The machine learning solution accounts for matching of more than 30% of offers that would otherwise have to be matched manually.
The precision of the matched offers is higher than 98%
The developed solution runs real-time, processing dozens of millions of offers each day
"Thanks to the DataSentics AI strike team we were able to automate the matching of millions of offers coming from tens of thousands of e-shops and therefore save significant time spent previously on manual matching"
The DataSentics strike team operation
DataSentics strike team was working closely with the internal team from the beginning, starting from understanding the business aspect of the problem, the underlying data and processes. An architecture connecting the existing matching process with the new ML matching was created and validated with the internal team and the product owner. The technologies used were selected for the specific use case from existing possibilities, considering both the existing tech stack and the requirements. Some of the included parts changed with time, as the solution was rolled out to more categories and further improvements in terms of performance and speed were possible.
During development and productionization, the strike team kept a day-to-day contact with the internal team to understand the data more deeply, solve the technical challenges and to validate the individual parts of the solution. Internal product owner was part of the process to discuss the business aspect of the problem and the arising questions, to ensure the business impact, and to keep connection with other internal teams and departments. Also, the product owner, the strike team, and the internal team were together creating and formulating goals for the following quarters.

Product matching relied heavily on manual work
The task of matching offers coming from e-shops to the products in the internal catalogue was performed by an army of manual workers. The existing automation was able to only match offers to products based on few rules, like identical name or ISBN code.
The task of the AI strike team combining both client’s and our ML engineers was to create a robust machine learning powered solution and to deploy it to production.
Complex architecture running in near-real time
The solution uses a multi-staged architecture to find the corresponding product for each incoming offer.

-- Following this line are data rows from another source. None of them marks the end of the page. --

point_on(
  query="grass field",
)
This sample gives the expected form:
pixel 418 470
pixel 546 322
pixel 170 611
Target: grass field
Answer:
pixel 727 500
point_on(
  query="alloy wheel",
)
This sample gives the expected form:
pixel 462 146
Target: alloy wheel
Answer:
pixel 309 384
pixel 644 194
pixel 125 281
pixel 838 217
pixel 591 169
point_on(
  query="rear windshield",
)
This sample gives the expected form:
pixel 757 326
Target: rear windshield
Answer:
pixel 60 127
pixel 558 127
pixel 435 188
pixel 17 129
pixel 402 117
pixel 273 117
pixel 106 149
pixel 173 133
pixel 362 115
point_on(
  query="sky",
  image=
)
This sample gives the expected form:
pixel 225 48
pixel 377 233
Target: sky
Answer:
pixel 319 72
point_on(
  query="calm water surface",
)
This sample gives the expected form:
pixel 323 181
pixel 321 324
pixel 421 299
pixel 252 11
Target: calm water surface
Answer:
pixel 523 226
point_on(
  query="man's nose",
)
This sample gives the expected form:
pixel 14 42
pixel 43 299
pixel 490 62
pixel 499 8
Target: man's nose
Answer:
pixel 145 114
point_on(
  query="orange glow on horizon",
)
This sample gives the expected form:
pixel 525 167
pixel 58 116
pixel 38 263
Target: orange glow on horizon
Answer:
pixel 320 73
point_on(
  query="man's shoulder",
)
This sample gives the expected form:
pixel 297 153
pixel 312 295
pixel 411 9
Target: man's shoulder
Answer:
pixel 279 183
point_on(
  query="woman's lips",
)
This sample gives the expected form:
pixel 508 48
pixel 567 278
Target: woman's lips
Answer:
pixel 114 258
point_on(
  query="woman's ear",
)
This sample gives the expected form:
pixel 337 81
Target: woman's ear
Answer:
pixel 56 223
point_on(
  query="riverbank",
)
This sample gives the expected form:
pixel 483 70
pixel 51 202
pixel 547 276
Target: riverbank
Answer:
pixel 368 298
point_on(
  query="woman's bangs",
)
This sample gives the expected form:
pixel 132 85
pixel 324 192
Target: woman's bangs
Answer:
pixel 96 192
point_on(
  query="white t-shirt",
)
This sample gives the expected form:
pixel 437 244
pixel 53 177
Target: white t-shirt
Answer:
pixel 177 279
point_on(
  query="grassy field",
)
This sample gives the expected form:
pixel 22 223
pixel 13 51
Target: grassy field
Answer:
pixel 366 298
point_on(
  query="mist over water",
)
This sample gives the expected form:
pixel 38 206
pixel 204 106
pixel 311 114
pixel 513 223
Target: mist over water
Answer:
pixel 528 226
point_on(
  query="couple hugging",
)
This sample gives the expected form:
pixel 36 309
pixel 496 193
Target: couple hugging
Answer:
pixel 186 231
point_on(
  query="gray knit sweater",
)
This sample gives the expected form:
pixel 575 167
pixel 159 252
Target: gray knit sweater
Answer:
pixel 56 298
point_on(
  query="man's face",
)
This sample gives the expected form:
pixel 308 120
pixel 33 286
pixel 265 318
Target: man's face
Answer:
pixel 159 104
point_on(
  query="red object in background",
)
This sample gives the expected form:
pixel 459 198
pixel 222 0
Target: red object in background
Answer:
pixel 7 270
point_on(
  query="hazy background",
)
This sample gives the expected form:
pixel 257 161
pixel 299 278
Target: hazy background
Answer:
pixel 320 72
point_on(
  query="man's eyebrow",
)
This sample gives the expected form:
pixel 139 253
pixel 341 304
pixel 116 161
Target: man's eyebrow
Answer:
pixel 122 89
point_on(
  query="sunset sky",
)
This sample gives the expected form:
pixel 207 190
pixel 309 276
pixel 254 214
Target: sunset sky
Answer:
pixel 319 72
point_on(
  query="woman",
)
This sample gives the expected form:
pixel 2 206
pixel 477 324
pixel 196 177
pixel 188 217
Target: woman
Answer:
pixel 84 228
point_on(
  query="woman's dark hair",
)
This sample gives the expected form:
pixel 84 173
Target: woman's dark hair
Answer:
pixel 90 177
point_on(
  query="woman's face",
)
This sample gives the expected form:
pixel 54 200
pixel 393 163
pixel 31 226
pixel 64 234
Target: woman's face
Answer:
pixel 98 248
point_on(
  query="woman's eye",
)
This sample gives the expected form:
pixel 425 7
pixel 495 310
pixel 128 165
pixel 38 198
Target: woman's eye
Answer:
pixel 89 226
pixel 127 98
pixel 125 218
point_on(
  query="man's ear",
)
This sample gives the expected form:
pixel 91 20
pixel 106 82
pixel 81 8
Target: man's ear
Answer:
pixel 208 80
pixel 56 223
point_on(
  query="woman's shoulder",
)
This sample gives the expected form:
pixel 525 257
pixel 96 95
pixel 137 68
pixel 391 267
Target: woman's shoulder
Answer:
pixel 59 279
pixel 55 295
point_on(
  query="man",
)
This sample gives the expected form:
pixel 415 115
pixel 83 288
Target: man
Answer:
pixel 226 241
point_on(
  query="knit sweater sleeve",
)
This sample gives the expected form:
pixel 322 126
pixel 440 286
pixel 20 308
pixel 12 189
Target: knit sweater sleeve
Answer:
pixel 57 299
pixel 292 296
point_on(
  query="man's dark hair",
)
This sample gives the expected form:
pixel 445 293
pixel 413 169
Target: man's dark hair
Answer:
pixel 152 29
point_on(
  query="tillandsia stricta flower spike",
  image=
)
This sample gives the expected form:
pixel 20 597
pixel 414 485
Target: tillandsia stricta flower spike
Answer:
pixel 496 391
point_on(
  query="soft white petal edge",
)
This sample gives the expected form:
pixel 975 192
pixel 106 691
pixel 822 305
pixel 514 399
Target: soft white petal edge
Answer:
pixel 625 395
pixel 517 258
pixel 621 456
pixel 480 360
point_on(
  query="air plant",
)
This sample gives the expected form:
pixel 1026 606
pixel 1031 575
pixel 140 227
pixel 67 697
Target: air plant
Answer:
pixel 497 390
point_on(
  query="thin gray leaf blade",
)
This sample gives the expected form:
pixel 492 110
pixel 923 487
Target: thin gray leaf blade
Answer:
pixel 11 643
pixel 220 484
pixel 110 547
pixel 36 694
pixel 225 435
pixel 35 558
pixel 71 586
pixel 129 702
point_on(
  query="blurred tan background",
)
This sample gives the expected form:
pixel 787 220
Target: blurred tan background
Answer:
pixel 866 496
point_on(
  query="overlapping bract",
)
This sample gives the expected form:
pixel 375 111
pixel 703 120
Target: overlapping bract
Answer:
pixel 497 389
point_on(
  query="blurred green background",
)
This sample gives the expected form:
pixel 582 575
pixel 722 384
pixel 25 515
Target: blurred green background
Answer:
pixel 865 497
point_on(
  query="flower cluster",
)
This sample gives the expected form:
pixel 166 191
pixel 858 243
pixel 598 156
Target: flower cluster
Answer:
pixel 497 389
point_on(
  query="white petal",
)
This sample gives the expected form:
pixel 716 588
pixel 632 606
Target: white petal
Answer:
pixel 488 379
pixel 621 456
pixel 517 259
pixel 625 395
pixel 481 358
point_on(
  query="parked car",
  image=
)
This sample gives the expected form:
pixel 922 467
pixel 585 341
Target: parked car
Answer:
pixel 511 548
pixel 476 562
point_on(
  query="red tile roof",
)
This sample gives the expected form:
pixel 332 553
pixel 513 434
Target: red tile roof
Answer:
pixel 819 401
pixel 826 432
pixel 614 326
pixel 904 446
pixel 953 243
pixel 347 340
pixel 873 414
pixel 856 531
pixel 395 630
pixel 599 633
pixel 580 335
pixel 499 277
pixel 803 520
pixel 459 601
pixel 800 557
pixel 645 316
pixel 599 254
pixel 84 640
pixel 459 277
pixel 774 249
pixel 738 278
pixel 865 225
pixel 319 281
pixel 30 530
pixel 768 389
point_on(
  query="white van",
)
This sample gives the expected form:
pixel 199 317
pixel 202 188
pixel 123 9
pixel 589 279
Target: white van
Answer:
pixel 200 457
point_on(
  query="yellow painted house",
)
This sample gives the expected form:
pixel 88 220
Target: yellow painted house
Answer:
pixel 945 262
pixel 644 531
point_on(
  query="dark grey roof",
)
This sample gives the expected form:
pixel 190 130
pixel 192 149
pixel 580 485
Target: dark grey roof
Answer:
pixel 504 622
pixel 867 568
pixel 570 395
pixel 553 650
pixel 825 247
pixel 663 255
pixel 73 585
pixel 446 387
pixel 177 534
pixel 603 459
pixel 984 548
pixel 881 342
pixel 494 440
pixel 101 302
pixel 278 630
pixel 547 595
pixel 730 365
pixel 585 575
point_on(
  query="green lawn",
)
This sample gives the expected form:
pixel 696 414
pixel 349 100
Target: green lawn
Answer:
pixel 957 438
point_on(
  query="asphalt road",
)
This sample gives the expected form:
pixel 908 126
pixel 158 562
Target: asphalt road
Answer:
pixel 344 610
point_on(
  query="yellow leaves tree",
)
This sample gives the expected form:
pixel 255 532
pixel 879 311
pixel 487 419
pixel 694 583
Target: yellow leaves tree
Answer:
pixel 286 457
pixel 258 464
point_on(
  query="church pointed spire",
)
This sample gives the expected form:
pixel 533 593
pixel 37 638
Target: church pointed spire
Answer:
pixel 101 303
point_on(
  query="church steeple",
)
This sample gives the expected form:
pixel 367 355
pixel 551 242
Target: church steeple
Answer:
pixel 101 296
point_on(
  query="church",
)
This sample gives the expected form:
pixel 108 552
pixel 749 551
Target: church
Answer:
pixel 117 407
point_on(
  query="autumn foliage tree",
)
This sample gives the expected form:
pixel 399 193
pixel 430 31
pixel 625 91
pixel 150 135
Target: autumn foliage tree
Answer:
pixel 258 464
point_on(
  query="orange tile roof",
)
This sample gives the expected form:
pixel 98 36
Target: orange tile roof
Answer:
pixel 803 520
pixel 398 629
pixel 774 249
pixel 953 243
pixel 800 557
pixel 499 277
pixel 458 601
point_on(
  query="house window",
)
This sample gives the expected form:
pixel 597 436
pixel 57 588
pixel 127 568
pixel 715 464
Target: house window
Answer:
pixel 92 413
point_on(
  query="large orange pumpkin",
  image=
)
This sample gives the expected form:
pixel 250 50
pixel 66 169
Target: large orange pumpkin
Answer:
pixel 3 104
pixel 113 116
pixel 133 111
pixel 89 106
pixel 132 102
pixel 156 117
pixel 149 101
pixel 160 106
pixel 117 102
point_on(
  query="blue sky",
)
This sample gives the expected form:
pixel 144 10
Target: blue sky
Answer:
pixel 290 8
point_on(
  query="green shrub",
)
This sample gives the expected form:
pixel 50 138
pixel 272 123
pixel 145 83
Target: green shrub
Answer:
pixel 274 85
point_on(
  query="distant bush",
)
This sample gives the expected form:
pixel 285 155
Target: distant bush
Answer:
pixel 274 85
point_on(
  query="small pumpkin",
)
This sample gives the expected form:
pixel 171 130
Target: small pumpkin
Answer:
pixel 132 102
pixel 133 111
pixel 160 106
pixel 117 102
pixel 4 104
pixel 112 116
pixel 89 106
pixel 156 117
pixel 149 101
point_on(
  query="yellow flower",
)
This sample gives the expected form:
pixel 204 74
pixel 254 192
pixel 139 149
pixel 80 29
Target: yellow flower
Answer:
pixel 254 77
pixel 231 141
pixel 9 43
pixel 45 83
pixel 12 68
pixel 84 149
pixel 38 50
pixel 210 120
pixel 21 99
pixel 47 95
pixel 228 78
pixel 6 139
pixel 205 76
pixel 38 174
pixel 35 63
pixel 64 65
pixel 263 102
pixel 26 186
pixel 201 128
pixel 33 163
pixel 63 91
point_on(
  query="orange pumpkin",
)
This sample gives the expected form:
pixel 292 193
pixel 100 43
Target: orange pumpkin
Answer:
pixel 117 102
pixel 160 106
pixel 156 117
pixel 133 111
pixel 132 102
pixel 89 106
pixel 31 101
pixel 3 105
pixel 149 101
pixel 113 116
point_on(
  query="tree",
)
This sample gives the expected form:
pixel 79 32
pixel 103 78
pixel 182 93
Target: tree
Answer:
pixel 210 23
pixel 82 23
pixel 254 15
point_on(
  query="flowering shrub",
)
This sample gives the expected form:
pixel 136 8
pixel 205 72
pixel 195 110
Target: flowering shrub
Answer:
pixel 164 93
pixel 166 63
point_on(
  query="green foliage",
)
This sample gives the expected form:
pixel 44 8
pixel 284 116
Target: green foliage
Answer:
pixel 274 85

- Elasticsearch is used to select several candidate products based on name only.
- An XGBoost model is used to compare the offer with each of the candidates. The model uses a set of features including several name similarity measures, comparison of price, and various attributes like weight, size or color.
- The resulting decisions for each pair offer-candidate are gathered, additional business rules might be applied, and the final decision is made if the corresponding product was identified unambiguously.

- The model is served using FastAPI, while using MLflow registry.
- All parts of the solution are running on on-premises infrastructure, orchestrated by Kubernetes.
- The training and deployment are automated using GitLab CICD pipelines.
- The results are monitored using Prometheus and Grafana.
The impact of automated matching solution
- The developed solution runs real-time, processing dozens of millions of offers each day.
- Offers in all categories (except for Fashion) are being matched.
- The precision of the matched offers is higher than 98%.
- The machine learning solution accounts for matching of more than 30% of offers that would otherwise have to be matched manually.
- As the amount of work for content editors decreases, they enjoy more time for work on more creative tasks with higher added value for heureka! group.